Yup. So did a buddy of mine. And he only trailered his boat 1 round trip a year -- total 700 miles. But he did his hubs every year without fail. He always said "That way I know it is done right". And, he replaced the seals, too, just like ffishman said.

He was NOT a mechanically inclined guy, either.

I bet he would have bought the FleetFarm gadget if he still owned a boat. Greasing was the part he hated because of the mess.

Hawker
10-27-2008, 05:21 AM
Having the right tools makes the job go a lot easier, no doubt, and that bearing packer is the cat's meow!! They can be found at almost any of the chain auto parts stores and sure are handy. As has already been said above, be sure to replace the inner seals, they are cheap insurance to keep water and moisture out. Re-packing is certainly a DIY project, however if you've not done it before, get a buddy who has to help you (key word is "help") and you'll be good to go the next time. Good luck!

ebijack
10-29-2008, 02:29 PM
most bearings fail due to heat (over tightening) you'd be surprised at how loose the nut needs to be after "setting" the bearings. set the bearings with a wrench ( tighten till snug) while spinning the tire. back off the nut about 1/2 turn or so. tighten with fingers and go 1/4 turn back in at most and cotter pin it. there shouldn't be any play in the wheel holding the top and bottom of the tire and it should spin freely. that's it. that's how i've been doing it for 41 yrs.

motorguide
10-30-2008, 10:33 AM
Packing the bearings isn't the hard part. It's cleaning out the old grease, pounding out the seal, pounding out the races, then pounding the new races back in.
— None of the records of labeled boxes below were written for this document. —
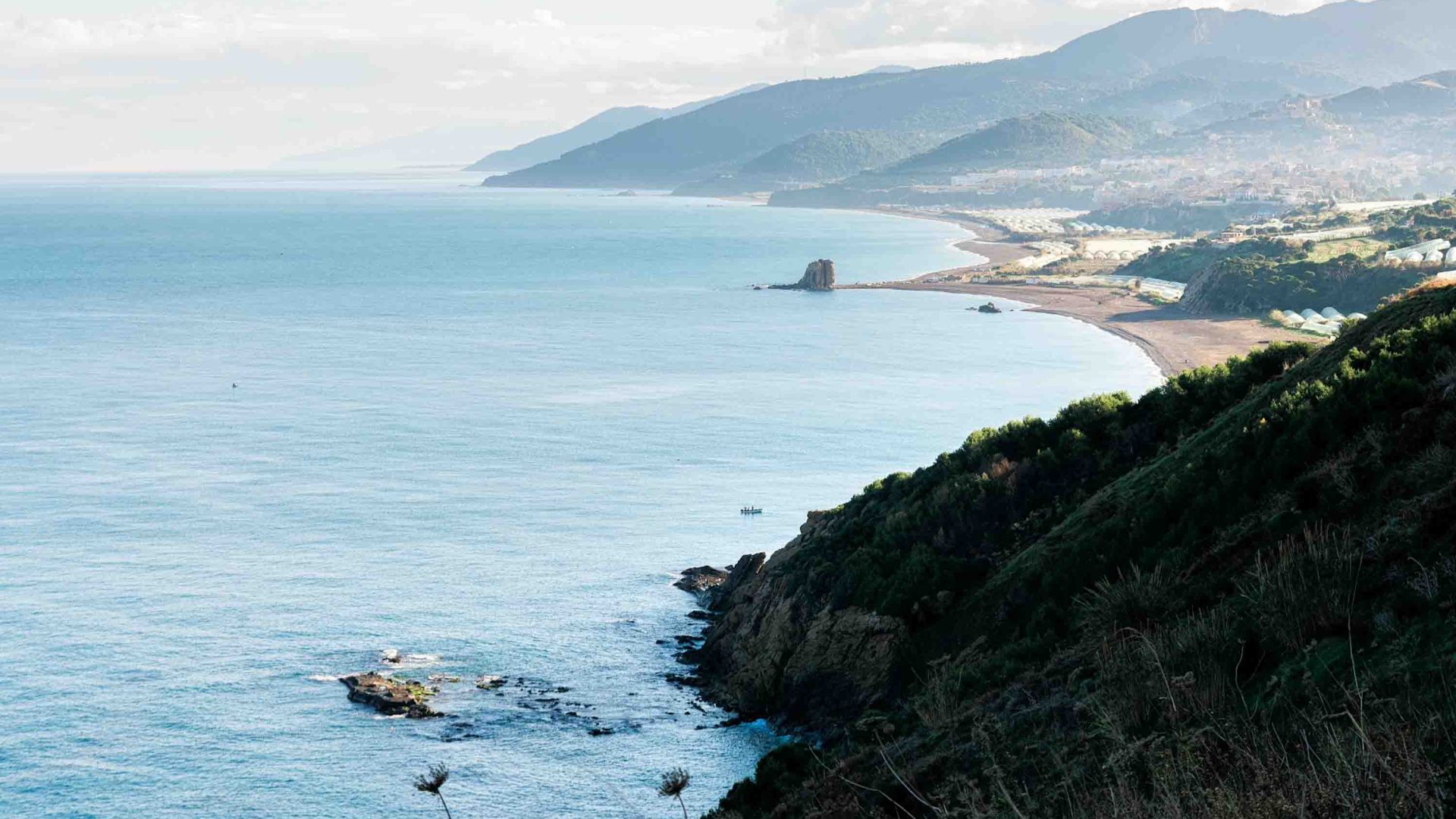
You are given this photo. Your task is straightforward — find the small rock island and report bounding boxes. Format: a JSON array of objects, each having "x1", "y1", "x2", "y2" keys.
[
  {"x1": 339, "y1": 672, "x2": 443, "y2": 720},
  {"x1": 770, "y1": 259, "x2": 834, "y2": 290}
]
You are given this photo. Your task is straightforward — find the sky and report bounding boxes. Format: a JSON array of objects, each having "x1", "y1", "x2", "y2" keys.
[{"x1": 0, "y1": 0, "x2": 1339, "y2": 172}]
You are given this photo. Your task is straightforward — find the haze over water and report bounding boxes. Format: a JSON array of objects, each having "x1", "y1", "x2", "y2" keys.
[{"x1": 0, "y1": 168, "x2": 1159, "y2": 817}]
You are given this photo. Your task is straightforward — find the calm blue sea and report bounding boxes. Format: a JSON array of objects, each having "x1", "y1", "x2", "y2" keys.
[{"x1": 0, "y1": 174, "x2": 1159, "y2": 817}]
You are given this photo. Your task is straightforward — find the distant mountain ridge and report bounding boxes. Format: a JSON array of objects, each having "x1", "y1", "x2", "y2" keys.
[
  {"x1": 886, "y1": 112, "x2": 1153, "y2": 174},
  {"x1": 486, "y1": 0, "x2": 1456, "y2": 188},
  {"x1": 466, "y1": 83, "x2": 769, "y2": 172}
]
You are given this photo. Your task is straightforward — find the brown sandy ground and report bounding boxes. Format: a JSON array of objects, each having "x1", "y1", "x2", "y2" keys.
[{"x1": 850, "y1": 277, "x2": 1315, "y2": 376}]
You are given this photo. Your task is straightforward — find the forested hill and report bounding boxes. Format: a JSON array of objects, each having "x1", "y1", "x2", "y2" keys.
[
  {"x1": 698, "y1": 278, "x2": 1456, "y2": 819},
  {"x1": 488, "y1": 0, "x2": 1451, "y2": 188},
  {"x1": 886, "y1": 112, "x2": 1153, "y2": 174}
]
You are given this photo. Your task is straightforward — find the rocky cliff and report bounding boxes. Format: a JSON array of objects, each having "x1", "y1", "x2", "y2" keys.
[
  {"x1": 696, "y1": 287, "x2": 1456, "y2": 819},
  {"x1": 695, "y1": 513, "x2": 908, "y2": 727},
  {"x1": 774, "y1": 259, "x2": 834, "y2": 290}
]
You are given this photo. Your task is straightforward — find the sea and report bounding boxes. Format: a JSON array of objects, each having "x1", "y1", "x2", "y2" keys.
[{"x1": 0, "y1": 171, "x2": 1160, "y2": 819}]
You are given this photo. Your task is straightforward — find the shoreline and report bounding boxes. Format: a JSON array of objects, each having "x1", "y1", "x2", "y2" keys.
[{"x1": 834, "y1": 209, "x2": 1310, "y2": 378}]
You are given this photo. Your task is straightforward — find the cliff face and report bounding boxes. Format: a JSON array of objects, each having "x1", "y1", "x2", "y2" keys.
[
  {"x1": 696, "y1": 513, "x2": 908, "y2": 726},
  {"x1": 774, "y1": 259, "x2": 834, "y2": 290},
  {"x1": 698, "y1": 287, "x2": 1456, "y2": 819}
]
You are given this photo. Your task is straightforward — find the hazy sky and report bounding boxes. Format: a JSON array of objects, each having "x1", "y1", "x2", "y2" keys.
[{"x1": 0, "y1": 0, "x2": 1322, "y2": 172}]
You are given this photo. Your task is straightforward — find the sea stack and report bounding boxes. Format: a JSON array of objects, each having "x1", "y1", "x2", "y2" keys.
[{"x1": 774, "y1": 259, "x2": 834, "y2": 290}]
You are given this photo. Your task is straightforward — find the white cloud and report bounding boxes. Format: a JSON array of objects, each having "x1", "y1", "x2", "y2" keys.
[{"x1": 0, "y1": 0, "x2": 1351, "y2": 171}]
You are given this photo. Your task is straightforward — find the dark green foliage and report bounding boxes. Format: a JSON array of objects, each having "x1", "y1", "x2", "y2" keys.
[
  {"x1": 1185, "y1": 249, "x2": 1429, "y2": 313},
  {"x1": 718, "y1": 288, "x2": 1456, "y2": 819},
  {"x1": 791, "y1": 339, "x2": 1310, "y2": 615},
  {"x1": 1370, "y1": 198, "x2": 1456, "y2": 245}
]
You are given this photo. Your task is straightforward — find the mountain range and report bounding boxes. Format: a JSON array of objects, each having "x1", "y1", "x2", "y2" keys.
[
  {"x1": 466, "y1": 83, "x2": 769, "y2": 172},
  {"x1": 486, "y1": 0, "x2": 1456, "y2": 188}
]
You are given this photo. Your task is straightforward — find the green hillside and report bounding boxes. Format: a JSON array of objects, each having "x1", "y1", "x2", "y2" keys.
[
  {"x1": 701, "y1": 278, "x2": 1456, "y2": 819},
  {"x1": 739, "y1": 131, "x2": 937, "y2": 182},
  {"x1": 488, "y1": 0, "x2": 1448, "y2": 187},
  {"x1": 886, "y1": 112, "x2": 1152, "y2": 175}
]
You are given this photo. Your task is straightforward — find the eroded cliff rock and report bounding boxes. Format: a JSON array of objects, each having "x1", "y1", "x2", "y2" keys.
[
  {"x1": 693, "y1": 513, "x2": 908, "y2": 726},
  {"x1": 339, "y1": 672, "x2": 443, "y2": 720},
  {"x1": 774, "y1": 259, "x2": 834, "y2": 290}
]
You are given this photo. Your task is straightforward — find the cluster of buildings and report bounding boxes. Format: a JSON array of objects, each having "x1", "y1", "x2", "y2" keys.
[
  {"x1": 1269, "y1": 307, "x2": 1366, "y2": 335},
  {"x1": 935, "y1": 150, "x2": 1456, "y2": 214},
  {"x1": 1385, "y1": 239, "x2": 1456, "y2": 267}
]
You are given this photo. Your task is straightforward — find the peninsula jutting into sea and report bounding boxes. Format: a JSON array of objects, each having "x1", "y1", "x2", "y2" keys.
[{"x1": 8, "y1": 0, "x2": 1456, "y2": 819}]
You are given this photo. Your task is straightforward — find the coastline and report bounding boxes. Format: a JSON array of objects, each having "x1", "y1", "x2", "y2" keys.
[{"x1": 836, "y1": 209, "x2": 1310, "y2": 378}]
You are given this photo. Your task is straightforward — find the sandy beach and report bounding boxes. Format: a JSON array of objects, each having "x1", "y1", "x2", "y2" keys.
[
  {"x1": 852, "y1": 280, "x2": 1312, "y2": 376},
  {"x1": 792, "y1": 199, "x2": 1322, "y2": 376}
]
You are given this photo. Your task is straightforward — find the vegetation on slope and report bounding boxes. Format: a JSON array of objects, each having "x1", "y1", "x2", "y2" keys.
[
  {"x1": 888, "y1": 112, "x2": 1152, "y2": 174},
  {"x1": 714, "y1": 288, "x2": 1456, "y2": 819},
  {"x1": 1119, "y1": 239, "x2": 1429, "y2": 315}
]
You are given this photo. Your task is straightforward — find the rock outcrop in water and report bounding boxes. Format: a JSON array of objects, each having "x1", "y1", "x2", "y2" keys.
[
  {"x1": 339, "y1": 672, "x2": 444, "y2": 720},
  {"x1": 673, "y1": 566, "x2": 728, "y2": 595},
  {"x1": 774, "y1": 259, "x2": 834, "y2": 290}
]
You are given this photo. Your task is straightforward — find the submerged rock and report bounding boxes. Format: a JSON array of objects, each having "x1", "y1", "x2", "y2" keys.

It is a DIY even if you aren't handy. If you have a shop do it, they may over or under tighten the nut.

perchjerker
10-30-2008, 11:25 AM
Packing the bearings isn't the hard part. It's cleaning out the old grease, pounding out the seal, pounding out the races, then pounding the new races back in.

It is a DIY even if you aren't handy. If you have a shop do it, they may over or under tighten the nut.
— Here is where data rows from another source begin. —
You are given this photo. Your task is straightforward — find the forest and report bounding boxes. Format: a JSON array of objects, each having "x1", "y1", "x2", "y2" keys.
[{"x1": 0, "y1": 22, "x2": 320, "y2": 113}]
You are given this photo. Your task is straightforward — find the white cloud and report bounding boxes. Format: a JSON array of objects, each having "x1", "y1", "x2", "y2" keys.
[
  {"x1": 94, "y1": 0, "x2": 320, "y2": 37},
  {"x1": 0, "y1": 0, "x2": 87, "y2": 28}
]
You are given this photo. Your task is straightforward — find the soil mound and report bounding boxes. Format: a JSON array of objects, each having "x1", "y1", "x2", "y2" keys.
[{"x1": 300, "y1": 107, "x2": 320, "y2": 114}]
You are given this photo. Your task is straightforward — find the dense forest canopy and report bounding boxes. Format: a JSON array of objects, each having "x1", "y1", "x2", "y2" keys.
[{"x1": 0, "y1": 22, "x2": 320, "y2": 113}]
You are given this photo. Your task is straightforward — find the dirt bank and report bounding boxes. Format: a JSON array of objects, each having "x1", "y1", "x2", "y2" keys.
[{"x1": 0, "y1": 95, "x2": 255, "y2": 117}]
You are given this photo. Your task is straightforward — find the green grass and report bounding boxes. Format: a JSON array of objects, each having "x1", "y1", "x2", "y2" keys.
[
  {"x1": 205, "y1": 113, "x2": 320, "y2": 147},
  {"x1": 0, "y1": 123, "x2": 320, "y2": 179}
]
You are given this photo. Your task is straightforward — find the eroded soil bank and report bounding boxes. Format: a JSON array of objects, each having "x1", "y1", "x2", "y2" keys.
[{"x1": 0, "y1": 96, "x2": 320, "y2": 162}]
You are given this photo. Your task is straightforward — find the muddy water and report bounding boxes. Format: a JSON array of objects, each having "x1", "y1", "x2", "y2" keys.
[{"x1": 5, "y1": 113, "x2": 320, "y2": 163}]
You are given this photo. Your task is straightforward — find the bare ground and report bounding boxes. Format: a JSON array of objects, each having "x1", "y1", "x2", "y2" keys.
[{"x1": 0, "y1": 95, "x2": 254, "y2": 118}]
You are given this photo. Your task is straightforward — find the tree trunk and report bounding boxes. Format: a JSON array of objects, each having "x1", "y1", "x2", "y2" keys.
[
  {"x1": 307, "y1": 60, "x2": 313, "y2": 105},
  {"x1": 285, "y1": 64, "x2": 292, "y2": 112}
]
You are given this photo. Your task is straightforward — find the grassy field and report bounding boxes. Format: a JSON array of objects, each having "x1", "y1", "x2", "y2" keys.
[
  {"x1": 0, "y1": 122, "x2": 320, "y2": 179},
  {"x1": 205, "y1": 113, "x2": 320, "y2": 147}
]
why are you removing the races just to repack the bearings???

motorguide
10-30-2008, 11:39 AM
By the time I pound out the seal, I feel better replacing everything rather than worry about it. :)
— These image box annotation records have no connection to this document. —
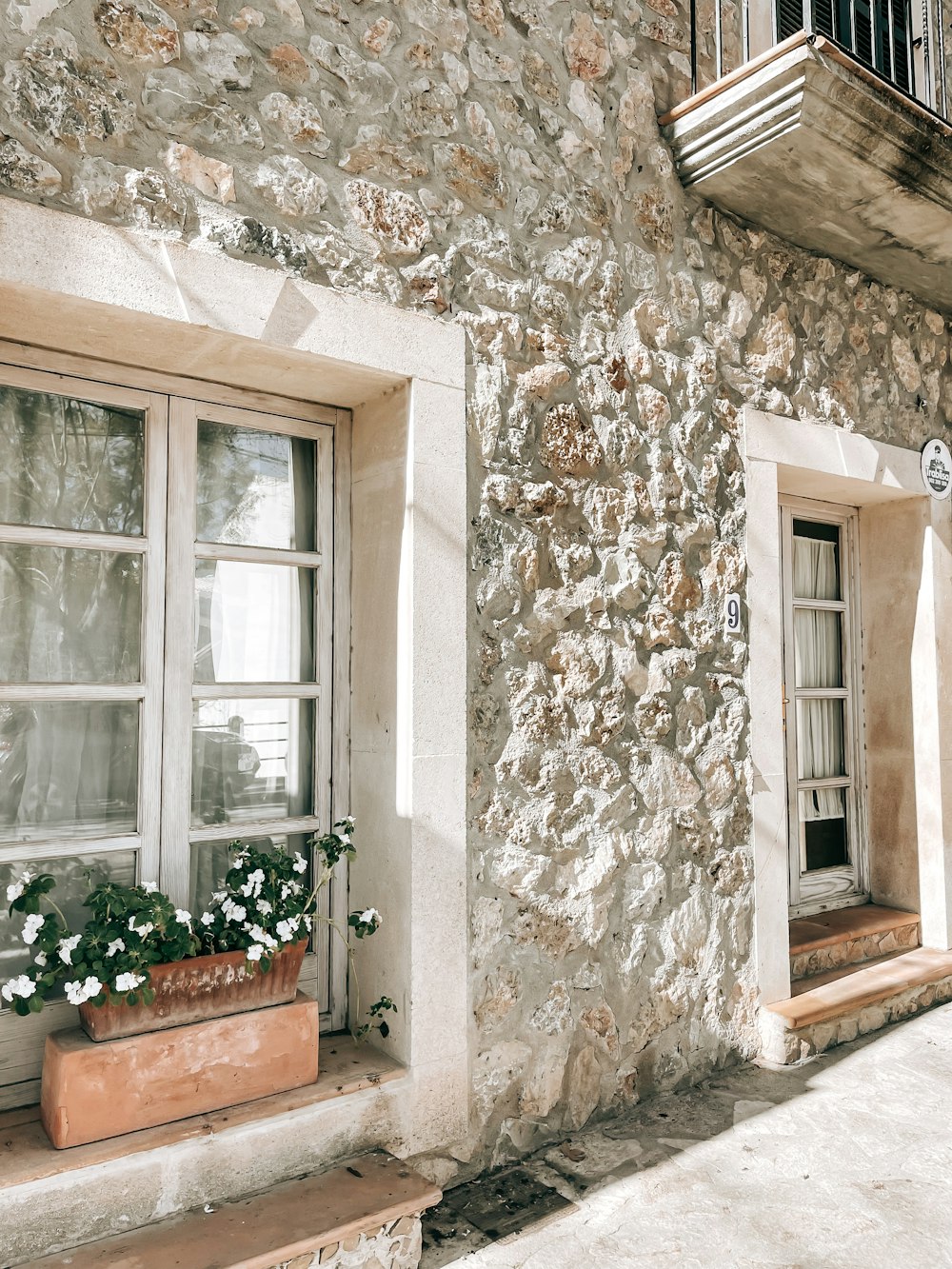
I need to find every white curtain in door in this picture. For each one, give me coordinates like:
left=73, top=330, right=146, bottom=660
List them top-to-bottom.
left=793, top=537, right=844, bottom=820
left=793, top=537, right=839, bottom=599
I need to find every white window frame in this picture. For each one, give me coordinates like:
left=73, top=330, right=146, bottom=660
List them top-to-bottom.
left=0, top=352, right=351, bottom=1109
left=780, top=498, right=869, bottom=916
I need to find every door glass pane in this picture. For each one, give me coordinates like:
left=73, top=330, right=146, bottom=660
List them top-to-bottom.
left=0, top=386, right=145, bottom=534
left=198, top=420, right=315, bottom=551
left=793, top=521, right=842, bottom=599
left=0, top=544, right=142, bottom=683
left=194, top=560, right=315, bottom=683
left=793, top=608, right=843, bottom=687
left=191, top=699, right=315, bottom=824
left=0, top=701, right=140, bottom=842
left=797, top=701, right=846, bottom=781
left=797, top=789, right=849, bottom=872
left=189, top=832, right=313, bottom=916
left=0, top=850, right=136, bottom=1003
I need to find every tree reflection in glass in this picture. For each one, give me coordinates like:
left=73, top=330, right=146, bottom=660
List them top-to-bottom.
left=0, top=386, right=145, bottom=536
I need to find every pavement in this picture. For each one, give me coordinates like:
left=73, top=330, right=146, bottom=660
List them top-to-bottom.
left=422, top=1003, right=952, bottom=1269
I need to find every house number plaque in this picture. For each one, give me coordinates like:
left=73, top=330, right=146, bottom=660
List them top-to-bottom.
left=922, top=439, right=952, bottom=498
left=724, top=594, right=740, bottom=635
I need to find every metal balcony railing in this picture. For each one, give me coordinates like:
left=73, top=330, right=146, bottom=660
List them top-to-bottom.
left=690, top=0, right=952, bottom=121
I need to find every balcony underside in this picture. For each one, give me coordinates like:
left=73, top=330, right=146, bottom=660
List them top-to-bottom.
left=660, top=35, right=952, bottom=311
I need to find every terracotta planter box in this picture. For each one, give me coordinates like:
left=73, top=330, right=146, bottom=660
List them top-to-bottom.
left=79, top=939, right=307, bottom=1041
left=39, top=992, right=321, bottom=1152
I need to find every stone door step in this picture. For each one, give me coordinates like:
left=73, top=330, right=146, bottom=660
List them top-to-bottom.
left=789, top=903, right=919, bottom=981
left=761, top=948, right=952, bottom=1063
left=23, top=1154, right=442, bottom=1269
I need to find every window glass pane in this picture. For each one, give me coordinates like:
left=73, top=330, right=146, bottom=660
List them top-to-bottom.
left=0, top=386, right=145, bottom=534
left=198, top=420, right=315, bottom=551
left=793, top=521, right=842, bottom=599
left=0, top=544, right=142, bottom=683
left=195, top=560, right=315, bottom=683
left=793, top=608, right=843, bottom=687
left=191, top=699, right=315, bottom=824
left=0, top=701, right=140, bottom=842
left=797, top=701, right=846, bottom=781
left=799, top=789, right=849, bottom=872
left=189, top=832, right=313, bottom=916
left=0, top=850, right=136, bottom=1003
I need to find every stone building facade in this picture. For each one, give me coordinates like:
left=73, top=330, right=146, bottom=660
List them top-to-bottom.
left=0, top=0, right=952, bottom=1254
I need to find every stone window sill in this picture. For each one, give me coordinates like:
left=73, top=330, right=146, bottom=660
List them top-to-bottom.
left=0, top=1036, right=405, bottom=1190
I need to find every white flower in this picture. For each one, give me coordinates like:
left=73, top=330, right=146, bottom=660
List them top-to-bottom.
left=241, top=868, right=264, bottom=899
left=20, top=912, right=43, bottom=944
left=56, top=934, right=81, bottom=964
left=0, top=973, right=37, bottom=1001
left=114, top=973, right=146, bottom=991
left=64, top=975, right=103, bottom=1005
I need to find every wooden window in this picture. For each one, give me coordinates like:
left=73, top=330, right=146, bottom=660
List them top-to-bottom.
left=0, top=366, right=349, bottom=1106
left=781, top=499, right=865, bottom=915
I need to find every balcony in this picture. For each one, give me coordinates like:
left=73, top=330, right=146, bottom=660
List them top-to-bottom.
left=660, top=0, right=952, bottom=311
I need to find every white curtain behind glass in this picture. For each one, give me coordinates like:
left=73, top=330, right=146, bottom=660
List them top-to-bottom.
left=793, top=537, right=844, bottom=820
left=210, top=560, right=293, bottom=683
I have tried everything, but I can't get the seal to come out unless I smash it into oblivion.

Hot Runr Guy
10-30-2008, 11:52 AM
By the time I pound out the seal, I feel better replacing everything rather than worry about it. :)

I have tried everything, but I can't get the seal to come out unless I smash it into oblivion.
you need to get a different claw hammer. Sure, the seal get's destroyed, but it never touches the race.
HRG
or, you can get the "correct" tool: http://www.lislecorp.com/tool_detail.cfm?detail=1114

motorguide
10-30-2008, 12:47 PM
you need to get a different claw hammer. Sure, the seal get's destroyed, but it never touches the race.
HRG
or, you can get the "correct" tool: http://www.lislecorp.com/tool_detail.cfm?detail=1114

Have both, neither works. I even leave the tire on, but the "correct" tool just bends the lip and then my hands smash the rim. I wish it would work cuz then it would be a 1 hour job instead of all afternoon.

Hot Runr Guy
10-30-2008, 01:11 PM
motorguide,
Are the grease seals you're using ground smooth on the OD, or coated? The ones I've been using lately seem to have a teflon-like coating, which probably keeps them from rusting and sticking to the hub. I think I've got a spare set at home, let me look tonight and see what brand they are.
HRG

motorguide
10-30-2008, 02:18 PM
motorguide,
Are the grease seals you're using ground smooth on the OD, or coated? The ones I've been using lately seem to have a teflon-like coating, which probably keeps them from rusting and sticking to the hub. I think I've got a spare set at home, let me look tonight and see what brand they are.
HRG

They are kind of are goldish. I get them from Carquest.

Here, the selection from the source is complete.